Consider the possibility for faulty hardware

If none of the above mentioned methods has helped you resolve the “Windows 10 freezes randomly” issue, then your machine might have issues with its hardware. It’s HDD might be failing, some (or all) of its RAM sticks might be faulty/defective or some components might not be properly connected in your computer case and the fact that the freezes happened to coincide with the upgrade to Win10 might be purely coincidental.
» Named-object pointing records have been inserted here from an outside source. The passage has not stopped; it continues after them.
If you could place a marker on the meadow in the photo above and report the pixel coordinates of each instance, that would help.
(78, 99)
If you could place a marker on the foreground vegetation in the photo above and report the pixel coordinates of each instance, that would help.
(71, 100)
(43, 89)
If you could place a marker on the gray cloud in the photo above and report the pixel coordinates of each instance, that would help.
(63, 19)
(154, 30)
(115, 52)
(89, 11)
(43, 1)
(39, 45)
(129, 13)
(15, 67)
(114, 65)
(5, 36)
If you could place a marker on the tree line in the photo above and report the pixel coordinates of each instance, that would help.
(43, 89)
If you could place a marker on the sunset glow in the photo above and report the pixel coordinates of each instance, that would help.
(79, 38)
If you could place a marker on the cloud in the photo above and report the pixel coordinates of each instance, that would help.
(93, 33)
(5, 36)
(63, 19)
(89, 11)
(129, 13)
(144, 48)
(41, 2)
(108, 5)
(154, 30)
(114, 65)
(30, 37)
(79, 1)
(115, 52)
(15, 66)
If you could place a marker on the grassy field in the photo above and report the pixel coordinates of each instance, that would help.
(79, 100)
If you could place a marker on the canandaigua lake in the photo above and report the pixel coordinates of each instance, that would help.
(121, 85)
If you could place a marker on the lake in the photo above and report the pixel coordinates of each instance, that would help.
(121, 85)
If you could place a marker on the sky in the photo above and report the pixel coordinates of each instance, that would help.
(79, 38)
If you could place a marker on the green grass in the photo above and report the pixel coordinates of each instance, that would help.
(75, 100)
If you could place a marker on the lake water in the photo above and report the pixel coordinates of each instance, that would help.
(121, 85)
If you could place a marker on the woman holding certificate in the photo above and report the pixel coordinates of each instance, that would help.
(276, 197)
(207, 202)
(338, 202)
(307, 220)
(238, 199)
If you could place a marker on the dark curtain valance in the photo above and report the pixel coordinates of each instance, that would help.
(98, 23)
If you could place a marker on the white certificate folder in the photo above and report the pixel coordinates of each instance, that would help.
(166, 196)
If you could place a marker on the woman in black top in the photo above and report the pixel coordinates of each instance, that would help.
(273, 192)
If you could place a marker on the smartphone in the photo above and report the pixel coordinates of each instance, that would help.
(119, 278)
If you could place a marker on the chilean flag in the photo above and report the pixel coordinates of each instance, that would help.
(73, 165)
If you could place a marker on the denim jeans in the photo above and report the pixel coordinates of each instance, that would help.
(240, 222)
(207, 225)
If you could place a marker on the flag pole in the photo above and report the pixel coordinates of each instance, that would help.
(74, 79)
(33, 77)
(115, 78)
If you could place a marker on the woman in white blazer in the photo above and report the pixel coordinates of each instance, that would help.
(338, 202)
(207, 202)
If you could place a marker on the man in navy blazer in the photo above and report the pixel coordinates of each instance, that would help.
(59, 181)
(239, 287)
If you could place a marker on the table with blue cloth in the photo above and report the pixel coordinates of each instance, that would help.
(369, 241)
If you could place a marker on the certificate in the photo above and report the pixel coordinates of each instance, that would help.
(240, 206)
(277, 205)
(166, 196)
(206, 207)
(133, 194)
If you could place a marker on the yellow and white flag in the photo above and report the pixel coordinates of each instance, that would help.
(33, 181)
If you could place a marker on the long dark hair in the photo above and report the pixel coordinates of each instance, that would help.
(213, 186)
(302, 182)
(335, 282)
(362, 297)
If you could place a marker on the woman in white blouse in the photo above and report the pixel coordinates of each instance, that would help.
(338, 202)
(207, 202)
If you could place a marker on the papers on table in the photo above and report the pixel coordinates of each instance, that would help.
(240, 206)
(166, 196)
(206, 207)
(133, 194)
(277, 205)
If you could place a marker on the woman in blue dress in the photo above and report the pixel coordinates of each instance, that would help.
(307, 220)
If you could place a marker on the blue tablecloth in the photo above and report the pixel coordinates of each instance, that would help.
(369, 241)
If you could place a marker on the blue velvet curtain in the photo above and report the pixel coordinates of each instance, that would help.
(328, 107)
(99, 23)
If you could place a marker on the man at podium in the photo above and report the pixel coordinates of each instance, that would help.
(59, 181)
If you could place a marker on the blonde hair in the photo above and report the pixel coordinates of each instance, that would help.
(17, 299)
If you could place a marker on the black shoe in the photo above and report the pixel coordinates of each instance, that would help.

If you have tried every software-related fix and are still experiencing this same problem, it might be a good idea to take your machine to a specialist who can tell you if there are any hardware-related issues that need fixing which might be the reason behind your system’s instability.


About the author


Brandon Skies

Brandon is a researcher and content creator in the fields of cyber-security and virtual privacy. Years of experience enable him to provide readers with important information and adequate solutions for the latest software and malware problems.


  • this is ridiculous

    it is clear that the problem is Microsoft’s disastrous Windows 10 software and the many bugs and issues it has caused from day 1.
    why on earth die Microsoft come up with W8 and W10 (where did 9 disappear to?) which seem to be trying to be the German “egg-laying, wooly milk sow” of computing?
    Vista and W7 were robust

    so it seems the best solution is to get rid of Windows altogether

  • Windows 9 was avoided so as to avoid confusion with Windows 95. I’m not sure if I can downgrade my tablet to W7.

  • I cannot attempt any of the above fixes, because I cannot even bring up the request for password screen, Only the first screen. There is no cursor, and no response whatso ever! My friend who knows more than I do about computers cannot even bring up a blue screen which I understand offers booting alternatives! Fed up, can’t afford a new computer!

  • I’ve been having the “random lockups” for a while. I’ve checked all the hardware temps updated drivers and it was still happening. On the reboot after a lockup sometimes there would be details of finishing updates 30% etc or the desktop logon front end would look different? In the end I disabled the windows update service and it has been rock solid?
    Going forward for my PC to update I will enable the service and run the updates. once I’m happy disable it until I do the same process once a month. Automated updates may be great but in a corporate environment they are tested and then released from a central WSUS server to all. search for services.msc and you can disable from there. If it makes no difference re enable it and do more googleing.

  • Further to my last comment I found my PC completed an update and on reboot it had the windows update service enabled? Further googling mentioned an additional service “Windows Update Medic Service” (WaaSMedicSvc) that re-enables the windows update service. This service along with the trigger located in the task scheduler cannot be disabled! Microsoft really want you to update!!! To get around this I have found a little utility that can do this. Go to, download and use the Windows Update Blocker v1.5.